We are concerned on this appeal only with the legal question as to the availability of a private right of action under 4 and 16 of the Clayton Act, 15 U.S.C. 15 and 26, for alleged Clayton Act 7 violations. Defendant in its brief has avoided a discussion of this precise issue and has attempted to justify the grant of summary judgment for defendant upon factual grounds not relied upon by the District Court. Obviously the factual grounds are in dispute between the parties, and we decline the invitation to address the factual issues on this record.

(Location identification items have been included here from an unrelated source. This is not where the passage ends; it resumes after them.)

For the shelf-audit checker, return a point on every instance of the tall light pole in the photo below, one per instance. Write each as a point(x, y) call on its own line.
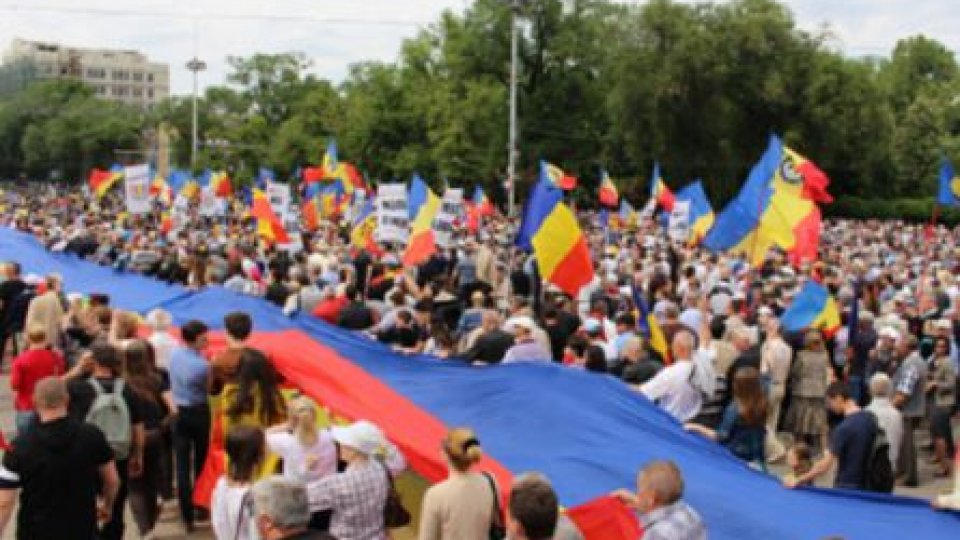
point(512, 150)
point(196, 66)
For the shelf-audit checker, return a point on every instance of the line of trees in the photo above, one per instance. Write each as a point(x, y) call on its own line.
point(698, 87)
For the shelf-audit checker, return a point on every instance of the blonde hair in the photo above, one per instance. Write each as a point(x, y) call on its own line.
point(303, 413)
point(462, 447)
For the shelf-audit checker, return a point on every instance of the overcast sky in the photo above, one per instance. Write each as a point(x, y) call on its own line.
point(336, 33)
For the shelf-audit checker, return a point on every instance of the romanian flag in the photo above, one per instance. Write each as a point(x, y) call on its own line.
point(311, 213)
point(701, 213)
point(949, 192)
point(423, 206)
point(775, 208)
point(102, 181)
point(649, 327)
point(812, 308)
point(222, 186)
point(363, 228)
point(269, 225)
point(659, 191)
point(551, 231)
point(555, 175)
point(608, 194)
point(481, 204)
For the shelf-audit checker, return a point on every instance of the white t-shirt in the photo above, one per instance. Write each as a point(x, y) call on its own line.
point(225, 508)
point(304, 464)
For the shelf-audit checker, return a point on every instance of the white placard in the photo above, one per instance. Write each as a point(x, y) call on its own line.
point(451, 208)
point(136, 185)
point(280, 198)
point(678, 228)
point(210, 204)
point(393, 222)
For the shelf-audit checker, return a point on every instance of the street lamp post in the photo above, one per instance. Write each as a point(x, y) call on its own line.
point(512, 149)
point(195, 65)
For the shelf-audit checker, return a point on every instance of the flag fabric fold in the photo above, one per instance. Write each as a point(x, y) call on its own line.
point(775, 208)
point(551, 231)
point(948, 193)
point(659, 191)
point(555, 175)
point(608, 194)
point(813, 307)
point(423, 205)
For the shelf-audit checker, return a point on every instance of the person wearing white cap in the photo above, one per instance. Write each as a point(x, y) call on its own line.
point(525, 348)
point(357, 495)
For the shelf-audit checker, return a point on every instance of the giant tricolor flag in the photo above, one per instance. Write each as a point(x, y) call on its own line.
point(423, 206)
point(565, 412)
point(813, 307)
point(948, 193)
point(777, 207)
point(608, 194)
point(555, 175)
point(101, 181)
point(551, 231)
point(701, 213)
point(269, 225)
point(659, 192)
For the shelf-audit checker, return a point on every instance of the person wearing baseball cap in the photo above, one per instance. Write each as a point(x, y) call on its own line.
point(358, 494)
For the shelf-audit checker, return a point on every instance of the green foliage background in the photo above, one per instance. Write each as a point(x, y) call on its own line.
point(698, 87)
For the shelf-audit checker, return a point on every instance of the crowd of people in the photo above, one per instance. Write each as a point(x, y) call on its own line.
point(816, 401)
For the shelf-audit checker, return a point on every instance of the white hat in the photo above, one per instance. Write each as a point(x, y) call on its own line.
point(362, 436)
point(890, 332)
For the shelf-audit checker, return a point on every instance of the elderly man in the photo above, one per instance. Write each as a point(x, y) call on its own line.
point(526, 348)
point(682, 387)
point(659, 499)
point(490, 344)
point(775, 356)
point(65, 472)
point(889, 418)
point(281, 510)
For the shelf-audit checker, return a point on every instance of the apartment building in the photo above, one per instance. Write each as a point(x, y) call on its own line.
point(118, 75)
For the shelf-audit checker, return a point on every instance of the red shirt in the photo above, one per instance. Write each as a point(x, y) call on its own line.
point(329, 310)
point(28, 369)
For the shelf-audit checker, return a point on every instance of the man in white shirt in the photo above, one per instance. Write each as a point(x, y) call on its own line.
point(888, 416)
point(680, 387)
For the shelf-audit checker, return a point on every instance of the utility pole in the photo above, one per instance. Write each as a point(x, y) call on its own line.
point(195, 65)
point(513, 151)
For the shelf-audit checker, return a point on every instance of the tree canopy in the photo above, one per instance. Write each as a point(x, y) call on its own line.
point(695, 87)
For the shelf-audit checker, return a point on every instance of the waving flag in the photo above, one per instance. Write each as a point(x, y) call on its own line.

We hold that a private cause of action under 4 and 16 is available for violations of 7 of the Clayton Act. This conclusion is necessitated by the clear wording of 4 which reads:
Any person who shall be injured in his business or property by reason of anything forbidden in the antitrust laws may sue therefor in any district court of the United States in the district in which the defendant resides or is found or has an agent, without respect to the amount in controversy, and shall recover threefold the damages by him sustained, and the cost of suit, including a reasonable attorney's fee.
Furthermore, it must be noted that Count IV of plaintiff's complaint seeks injunctive relief as well as damages. Section 16 of the Clayton Act3 explicitly authorizes suits for injunctive relief at the instance of private parties. Zenith Corp. v. Hazeltine, 395 U.S. 100, 130-131, 89 s.Ct. 1562, 23 L.Ed.2d 129 (1969).
There can be little doubt but that 7 is an 'antitrust law' as that term is used in 4 and 16. 15 U.S.C. 15 and 26; Gottesman v. General Motors Corp., 414 F.2d 956 (2d Cir. 1969); Dailey v. quality School Plan, Inc., 380 F.2d 484 (5th Cir. 1967); New Jersey Wood Finishing Co. v. Minnesota Mining & Manufacturing Co., 332 F.2d 346 (3d Cir.), aff'd 381 U.S. 311, 85 S.Ct. 1473, 14 L.Ed.2d 405 (1964).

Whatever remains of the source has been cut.